プロ注目の東海大海洋・加藤廉、マルチ安打で大学最後の公式戦締める「いい報告を待ちたい」

6回2死、右前打を放つ東海大海洋・加藤
6回2死、右前打を放つ東海大海洋・加藤

◆報知新聞社後援 静岡学生野球 最終節第2日 日大国際1―0東海大海洋(12日・清水庵原)

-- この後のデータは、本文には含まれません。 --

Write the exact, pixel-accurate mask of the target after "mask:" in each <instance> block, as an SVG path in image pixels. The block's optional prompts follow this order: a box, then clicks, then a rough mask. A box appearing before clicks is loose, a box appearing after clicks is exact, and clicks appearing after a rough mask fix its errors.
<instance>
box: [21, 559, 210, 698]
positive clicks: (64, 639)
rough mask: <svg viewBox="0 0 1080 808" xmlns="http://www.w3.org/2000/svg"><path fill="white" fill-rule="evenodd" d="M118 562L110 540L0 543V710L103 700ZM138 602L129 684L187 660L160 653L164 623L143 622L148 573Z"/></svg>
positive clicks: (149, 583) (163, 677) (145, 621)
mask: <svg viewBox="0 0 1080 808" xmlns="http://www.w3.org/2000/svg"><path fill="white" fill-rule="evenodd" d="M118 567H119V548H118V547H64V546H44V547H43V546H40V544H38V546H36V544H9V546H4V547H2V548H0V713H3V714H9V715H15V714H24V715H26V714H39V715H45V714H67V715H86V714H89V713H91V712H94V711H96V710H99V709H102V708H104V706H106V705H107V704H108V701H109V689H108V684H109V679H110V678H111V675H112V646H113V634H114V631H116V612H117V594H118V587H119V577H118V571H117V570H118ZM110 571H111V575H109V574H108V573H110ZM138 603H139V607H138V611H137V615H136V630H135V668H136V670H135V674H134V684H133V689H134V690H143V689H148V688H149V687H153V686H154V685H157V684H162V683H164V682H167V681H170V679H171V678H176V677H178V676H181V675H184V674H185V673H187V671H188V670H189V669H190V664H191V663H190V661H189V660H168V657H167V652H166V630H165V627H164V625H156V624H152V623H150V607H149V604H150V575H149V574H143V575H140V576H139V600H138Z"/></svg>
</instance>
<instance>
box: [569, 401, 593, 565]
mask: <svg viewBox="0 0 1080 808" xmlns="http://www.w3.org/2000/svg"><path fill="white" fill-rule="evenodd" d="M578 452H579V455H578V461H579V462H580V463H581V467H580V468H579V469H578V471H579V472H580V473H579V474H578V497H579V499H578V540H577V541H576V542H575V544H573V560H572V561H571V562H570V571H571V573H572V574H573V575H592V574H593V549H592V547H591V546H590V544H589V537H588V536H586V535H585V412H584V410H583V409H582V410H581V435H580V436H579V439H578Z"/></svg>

 今季最終戦が行われ、別表の通り順位が確定した。東海大海洋は11日に25度目の優勝を決めた日大国際に0―1で敗れ、3位。ドラフト候補の加藤廉主将(4年)は2安打を放って大学最後の公式戦を締めくくった。優勝した日大国際は24日から東海地区大学野球秋季選手権(三重)に臨む。

 押し寄せるさみしさと必死に戦っていた。1点差の9回2死で迎えた最終打席。今季初の1番に座った東海大海洋・加藤は、豪快なフルスイングで三振に倒れた。11日に優勝の可能性が消滅。「神宮(大会)はなくなってしまったけど、後輩たちに東海大会を経験させてあげたかった。この2試合で、打てないと勝てないというのは分かったと思います」。全国への思いは次世代に託した。

 26日に行われるプロ野球ドラフト会議前、最後の試合で意地を見せた。3回に変化球を捉えて中前打。3試合ぶりに快音を響かせると、6回にもスライダーを右前に運んだ。11日は3打数無安打で、チームも内野安打1本での完敗(0―3)。貧打解消のため、ベンチ入りメンバーは試合前に学校のグラウンドで特打を行ってから球場入りした。通常と異なるルーチンが奏功し「いい形で終わりたいという思いが結果につながった」とうなずいた。

 9月10日にプロ志望届を提出。調査書は4球団から届いており、今後も後輩たちの練習に参加する。「楽しみな部分も不安もある。しっかり準備しながら、いい報告を待ちたい」。運命の日まで2週間。できることは、やりきった。(武藤 瑞基)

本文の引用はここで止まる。